Presentation attacks

A bad actor can pretend to be someone else by imitating their physical features. Sometimes, biometric authentication systems can be spoofed by such imitations. It can involve holding a high-resolution picture of the genuine user in front of the sensor or wearing meticulously designed masks. 

In 2014, a German hacker, Jan Krissler, used a few photographs, including a press photo, to reverse engineer the fingerprints of the then-German minister of defence, Ursula von der Leyen

Replay attacks

It occurs when a hacker steals an individual’s biometric data in template form as it is transmitted through a network. The hacker can then use the stolen data to impersonate the genuine user and get unauthorized access.

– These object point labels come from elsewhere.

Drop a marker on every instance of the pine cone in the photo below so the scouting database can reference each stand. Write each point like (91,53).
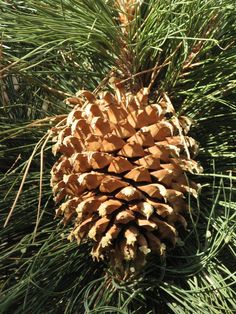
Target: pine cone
(121,175)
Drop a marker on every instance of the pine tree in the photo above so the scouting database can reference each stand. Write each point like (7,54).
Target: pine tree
(136,99)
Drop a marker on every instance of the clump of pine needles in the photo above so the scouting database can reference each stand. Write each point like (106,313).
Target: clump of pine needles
(48,51)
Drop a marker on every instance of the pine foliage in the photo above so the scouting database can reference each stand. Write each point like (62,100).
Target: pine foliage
(48,51)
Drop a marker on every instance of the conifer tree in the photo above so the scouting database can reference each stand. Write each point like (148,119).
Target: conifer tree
(117,122)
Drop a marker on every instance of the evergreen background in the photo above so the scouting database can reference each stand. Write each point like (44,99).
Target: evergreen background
(48,51)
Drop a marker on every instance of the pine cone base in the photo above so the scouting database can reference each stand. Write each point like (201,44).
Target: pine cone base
(121,176)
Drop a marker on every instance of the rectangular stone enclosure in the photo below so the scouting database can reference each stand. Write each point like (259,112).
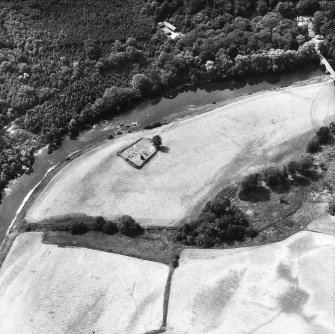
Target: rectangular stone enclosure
(139,152)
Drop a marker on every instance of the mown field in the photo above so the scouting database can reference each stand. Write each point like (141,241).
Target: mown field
(50,289)
(204,153)
(286,287)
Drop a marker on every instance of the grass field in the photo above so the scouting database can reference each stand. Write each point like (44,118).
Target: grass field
(286,287)
(49,289)
(204,153)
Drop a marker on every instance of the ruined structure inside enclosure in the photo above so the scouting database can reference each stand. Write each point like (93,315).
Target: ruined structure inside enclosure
(139,152)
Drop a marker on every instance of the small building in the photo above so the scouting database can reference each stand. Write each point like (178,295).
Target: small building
(169,29)
(169,26)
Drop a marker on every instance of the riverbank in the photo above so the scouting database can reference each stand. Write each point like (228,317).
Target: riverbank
(236,137)
(182,102)
(176,117)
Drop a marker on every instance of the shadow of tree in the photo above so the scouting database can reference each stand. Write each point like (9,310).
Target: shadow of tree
(302,181)
(164,149)
(261,194)
(282,188)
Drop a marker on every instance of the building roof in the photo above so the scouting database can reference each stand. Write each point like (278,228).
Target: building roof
(170,26)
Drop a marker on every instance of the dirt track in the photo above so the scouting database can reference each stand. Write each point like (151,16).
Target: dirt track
(204,152)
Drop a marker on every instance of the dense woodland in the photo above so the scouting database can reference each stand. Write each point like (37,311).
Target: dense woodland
(64,63)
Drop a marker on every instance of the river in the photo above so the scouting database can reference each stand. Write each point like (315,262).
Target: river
(182,102)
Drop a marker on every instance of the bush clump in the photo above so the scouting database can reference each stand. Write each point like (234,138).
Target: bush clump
(331,209)
(110,227)
(250,183)
(313,145)
(218,222)
(157,141)
(78,228)
(127,225)
(272,176)
(324,135)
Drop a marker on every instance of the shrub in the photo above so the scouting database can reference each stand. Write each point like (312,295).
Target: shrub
(250,183)
(142,83)
(99,223)
(218,222)
(128,226)
(292,167)
(331,209)
(157,141)
(323,135)
(313,145)
(152,125)
(272,176)
(219,206)
(110,227)
(78,228)
(332,128)
(305,164)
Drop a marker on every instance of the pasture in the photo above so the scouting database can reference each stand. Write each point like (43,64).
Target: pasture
(50,289)
(205,153)
(286,287)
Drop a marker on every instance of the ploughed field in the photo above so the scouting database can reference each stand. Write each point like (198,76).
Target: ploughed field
(286,287)
(49,289)
(201,155)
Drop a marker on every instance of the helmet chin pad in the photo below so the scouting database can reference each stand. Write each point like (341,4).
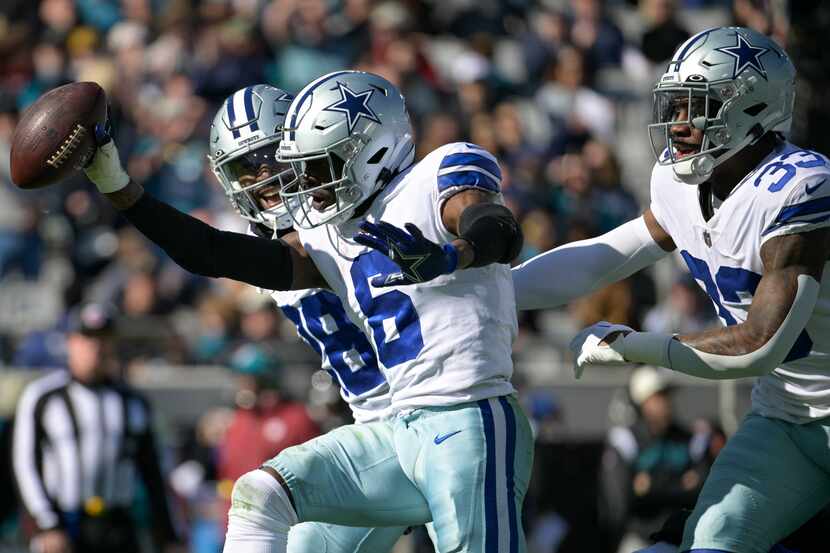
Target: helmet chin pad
(696,170)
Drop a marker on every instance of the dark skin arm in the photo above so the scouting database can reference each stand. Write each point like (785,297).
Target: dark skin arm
(451,216)
(304,272)
(784,258)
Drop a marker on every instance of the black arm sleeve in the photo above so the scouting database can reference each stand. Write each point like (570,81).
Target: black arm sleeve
(492,231)
(204,250)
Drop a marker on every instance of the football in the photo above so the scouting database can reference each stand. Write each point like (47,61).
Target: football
(54,137)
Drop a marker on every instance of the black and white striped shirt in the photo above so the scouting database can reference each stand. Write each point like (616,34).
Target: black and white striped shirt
(74,442)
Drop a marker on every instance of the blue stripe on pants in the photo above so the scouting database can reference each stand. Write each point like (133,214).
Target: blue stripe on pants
(510,453)
(491,517)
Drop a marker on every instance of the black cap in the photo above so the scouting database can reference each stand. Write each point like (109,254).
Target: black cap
(92,319)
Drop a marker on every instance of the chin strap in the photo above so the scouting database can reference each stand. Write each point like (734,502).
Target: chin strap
(698,170)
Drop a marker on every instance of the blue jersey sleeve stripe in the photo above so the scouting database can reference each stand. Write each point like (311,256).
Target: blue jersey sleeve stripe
(475,179)
(813,220)
(470,158)
(791,213)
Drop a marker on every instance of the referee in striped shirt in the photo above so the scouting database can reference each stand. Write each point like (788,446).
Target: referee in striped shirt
(81,438)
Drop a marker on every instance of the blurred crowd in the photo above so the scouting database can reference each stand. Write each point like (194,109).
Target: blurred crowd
(558,90)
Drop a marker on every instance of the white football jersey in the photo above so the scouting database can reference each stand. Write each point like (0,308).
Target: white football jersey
(787,193)
(444,342)
(344,350)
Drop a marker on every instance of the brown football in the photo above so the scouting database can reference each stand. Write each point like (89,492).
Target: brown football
(54,136)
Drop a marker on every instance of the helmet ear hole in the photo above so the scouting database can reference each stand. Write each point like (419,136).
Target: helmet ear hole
(755,109)
(375,159)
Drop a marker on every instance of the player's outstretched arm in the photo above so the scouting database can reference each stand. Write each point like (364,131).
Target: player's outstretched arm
(487,233)
(563,274)
(781,307)
(194,245)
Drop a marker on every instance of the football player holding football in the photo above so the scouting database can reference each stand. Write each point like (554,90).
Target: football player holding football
(458,449)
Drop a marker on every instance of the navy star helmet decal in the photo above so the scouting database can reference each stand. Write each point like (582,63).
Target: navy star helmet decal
(354,105)
(745,56)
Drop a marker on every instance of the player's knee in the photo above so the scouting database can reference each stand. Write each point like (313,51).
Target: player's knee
(260,499)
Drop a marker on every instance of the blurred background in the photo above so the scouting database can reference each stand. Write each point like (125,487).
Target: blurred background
(558,90)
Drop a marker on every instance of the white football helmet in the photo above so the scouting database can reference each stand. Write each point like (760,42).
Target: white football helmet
(356,123)
(735,85)
(243,138)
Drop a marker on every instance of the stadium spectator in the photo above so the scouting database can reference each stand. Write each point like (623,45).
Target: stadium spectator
(648,469)
(80,438)
(684,310)
(265,421)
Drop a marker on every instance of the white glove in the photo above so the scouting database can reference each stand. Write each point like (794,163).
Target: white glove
(588,351)
(105,170)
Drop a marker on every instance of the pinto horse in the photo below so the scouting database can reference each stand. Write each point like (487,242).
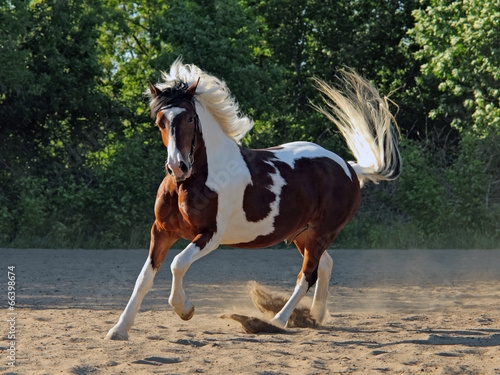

Common disadvantages of biometric authentication

We have already discussed the possibility of attacks against biometric passwords. Even if such attacks are thwarted by particular liveness detector enable systems, other issues challenge the absoluteness of biometric security.

It’s unchangeable

Even if a user’s biometric data is compromised, they cannot change it. In fact, it somewhat resembles using the same password for every account without ever resetting them. This has always been a significant argument against biometric authentication. Nevertheless, the concept of cancellable biometrics is being actively explored by scientists to redress this issue.    

False positives/negatives

Unlike passwords or pins, biometric authentication features a level of fault tolerance. The data captured by biometric sensors can vary based on the conditions in which they are captured. The slightest variation in captured data reflects in the numeric information or code associated with it. 

The systems are programmed to look for a certain level of likeness between the stored and the captured codes. Hence, it has a range of acceptable inputs and leaves room for both false positives (where unauthorized actors are granted access) and false negatives (where authorized users are denied access).

These disadvantages establish that biometric authentication is not ready to replace password-based authentication. Instead, it can be used as an excellent additional factor in password security.  

Biometrics in multifactor authentication

Multifactor authentication and some two-factor authentication systems use biometric information to authenticate an individual’s identity. While biometric data can be insufficient in its security, if used by itself, combined with a strong password, it can become incredibly strong.

Cybersecurity is a vast discipline, and many factors contribute to an organization’s security posture. However, companies that use a dedicated business password manager with biometric authentication are virtually impenetrable when it comes to password security. These password managers create, encrypt, store, and periodically reset passwords, making it extremely difficult for attackers to gain access to accounts.

Additionally, the auditability features of these password managers allow organizations to track and monitor password usage, which can help to identify and mitigate security risks.

To learn more about how to improve your password security, please visit our blog post: Advanced Password Management Techniques: The Pillars of Password Security.


3 Frequently Asked Questions about Biometrics 

Which is safer: Biometrics or Text-based Passwords?

Biometrics are safer than text-based passwords on their own, at least from a simplistic, high-level point of view. 

In real-time use cases, a number of factors other than the passwords themselves weigh in to determine the level of security, including but not limited to the quality of encryption, the database architecture, and something as simple as the length of a text-based password. 

Can biometrics replace password authentication?

No, biometrics cannot replace password authentication because devices and systems will have to depend on passwords or patterns as a fallback mechanism when the biometric authentication system falters. 

Can biometric passwords be hacked?

Yes. Almost all kinds of biometric passwords can be stolen, hacked, or manipulated.

Presentation attacks and replay attacks have been used to hack biometric authentication systems for years. Now, digital injection attacks are used to spoof motion and liveliness detectors. In fact, digital injection face swap attacks increased by 295% between the first half and the second half of 2022.